Classic Greek Coffee
Here are the steps to make a perfect cup of classic coffee:
- Add 1 cup of water per cup to your pot.
- Add a teaspoon of your finely ground Greek coffee, and sugar to taste, and stir.
- Heat the pot over medium heat while stirring until it starts to get warm.
- Reduce the heat to low and continue stirring.
- When it starts to bubble up, remove it from the heat.
- Let it cool for a minute until it stops boiling.
- Continue stirring while it's cooling to prevent any coffee grounds from floating around.
- Pour the coffee using a spoon to scoop out the foam in each cup slowly.
Making Freddo coffee is quite easy.
- Brew a classic Greek coffee (as above steps) and let it cool.
- Strain the coffee through a cheesecloth or filter to get rid of the grounds.
- Add it to a shaker with ice cubes, sugar syrup, and milk (optional).
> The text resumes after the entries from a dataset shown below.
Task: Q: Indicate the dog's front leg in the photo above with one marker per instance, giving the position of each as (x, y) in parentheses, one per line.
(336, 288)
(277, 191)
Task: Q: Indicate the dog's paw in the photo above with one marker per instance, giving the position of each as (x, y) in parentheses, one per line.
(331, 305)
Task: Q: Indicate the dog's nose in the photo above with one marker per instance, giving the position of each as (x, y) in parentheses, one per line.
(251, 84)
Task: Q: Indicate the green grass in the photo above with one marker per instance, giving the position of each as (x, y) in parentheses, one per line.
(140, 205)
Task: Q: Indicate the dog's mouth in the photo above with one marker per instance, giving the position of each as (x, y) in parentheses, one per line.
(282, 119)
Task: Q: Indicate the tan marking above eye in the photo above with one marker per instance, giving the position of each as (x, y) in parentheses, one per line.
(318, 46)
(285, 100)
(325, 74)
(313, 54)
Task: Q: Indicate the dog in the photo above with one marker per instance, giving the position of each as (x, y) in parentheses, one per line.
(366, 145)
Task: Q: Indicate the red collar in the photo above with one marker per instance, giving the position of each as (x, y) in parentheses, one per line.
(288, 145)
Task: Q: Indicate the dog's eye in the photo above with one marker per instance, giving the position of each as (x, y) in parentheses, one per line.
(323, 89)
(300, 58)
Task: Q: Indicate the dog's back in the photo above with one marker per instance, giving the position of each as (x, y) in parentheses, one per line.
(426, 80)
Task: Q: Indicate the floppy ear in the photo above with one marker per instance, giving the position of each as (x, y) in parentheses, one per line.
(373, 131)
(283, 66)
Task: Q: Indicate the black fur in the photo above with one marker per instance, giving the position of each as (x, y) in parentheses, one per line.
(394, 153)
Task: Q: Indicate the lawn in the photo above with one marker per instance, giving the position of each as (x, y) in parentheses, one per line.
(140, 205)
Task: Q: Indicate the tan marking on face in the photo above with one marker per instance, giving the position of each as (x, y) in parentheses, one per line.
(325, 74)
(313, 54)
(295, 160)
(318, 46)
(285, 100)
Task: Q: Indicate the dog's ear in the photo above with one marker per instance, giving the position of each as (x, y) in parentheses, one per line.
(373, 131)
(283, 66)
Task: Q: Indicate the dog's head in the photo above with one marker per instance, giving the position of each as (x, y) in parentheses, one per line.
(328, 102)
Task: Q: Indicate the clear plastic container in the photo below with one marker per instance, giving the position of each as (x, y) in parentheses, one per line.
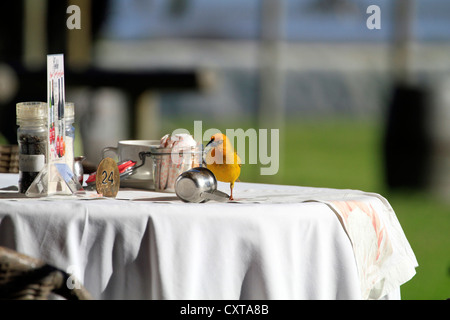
(32, 140)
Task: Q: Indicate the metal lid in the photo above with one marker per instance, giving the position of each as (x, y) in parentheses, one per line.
(33, 110)
(69, 110)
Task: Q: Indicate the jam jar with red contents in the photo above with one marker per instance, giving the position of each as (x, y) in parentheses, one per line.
(32, 136)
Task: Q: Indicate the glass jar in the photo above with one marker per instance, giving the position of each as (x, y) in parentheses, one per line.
(31, 118)
(69, 119)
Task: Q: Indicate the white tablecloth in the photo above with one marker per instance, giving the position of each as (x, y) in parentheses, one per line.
(274, 242)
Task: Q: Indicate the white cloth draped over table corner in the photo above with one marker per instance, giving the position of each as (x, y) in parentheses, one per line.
(153, 246)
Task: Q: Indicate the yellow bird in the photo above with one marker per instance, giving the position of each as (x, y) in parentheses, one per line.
(223, 161)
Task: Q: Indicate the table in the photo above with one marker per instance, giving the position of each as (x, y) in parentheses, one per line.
(274, 242)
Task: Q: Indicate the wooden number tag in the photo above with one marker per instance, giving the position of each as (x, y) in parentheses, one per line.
(107, 178)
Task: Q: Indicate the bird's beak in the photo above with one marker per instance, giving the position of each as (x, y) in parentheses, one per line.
(213, 143)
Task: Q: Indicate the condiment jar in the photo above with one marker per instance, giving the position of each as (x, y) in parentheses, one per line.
(69, 118)
(31, 118)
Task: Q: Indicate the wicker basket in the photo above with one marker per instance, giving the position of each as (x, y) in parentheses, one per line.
(26, 278)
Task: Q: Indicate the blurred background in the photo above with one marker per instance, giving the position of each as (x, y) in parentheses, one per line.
(356, 108)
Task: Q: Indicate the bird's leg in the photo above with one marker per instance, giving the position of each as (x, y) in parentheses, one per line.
(231, 188)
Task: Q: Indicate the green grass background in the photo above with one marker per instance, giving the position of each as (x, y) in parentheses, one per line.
(347, 153)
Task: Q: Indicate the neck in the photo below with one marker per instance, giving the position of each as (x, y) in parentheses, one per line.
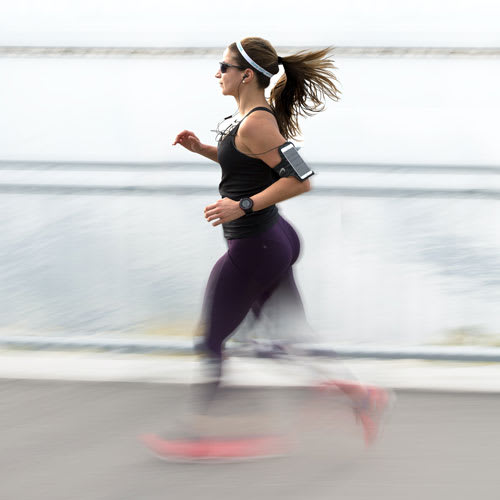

- Shake the mixture until it gets thick and foamy.
- Pour the concoction into a tall glass.
- Top it off with a splash of cold milk or cream.
- Enjoy your delicious Freddo coffee!
Tips & Tricks
- If you want to make Greek coffee without sugar, just add a pinch of salt instead. You can also add different flavorings such as cinnamon, cardamom, or clove.
- For a richer Freddo coffee experience, add chocolate syrup or caramel sauce while shaking the mixture.
- You can even experiment with toppings like chocolate shavings or add some flavors like vanilla or almond extract.
- If you want to make it even more creamy and special, try adding a shot of ouzo, or brandy, or Greek liqueur. No matter how you prefer your Greek coffee, one thing is for sure - it will always be an unforgettable experience!
Brewing Greek coffee is a fun, unique coffee drink perfect for the home chef who loves trying new things or the coffee lover looking for something different.
Check out our pick of best briki stovetop coffee maker below and let's get brewing!
The rich flavor, characteristic aroma, and eccentricity of the brewing process all make it a must-try option.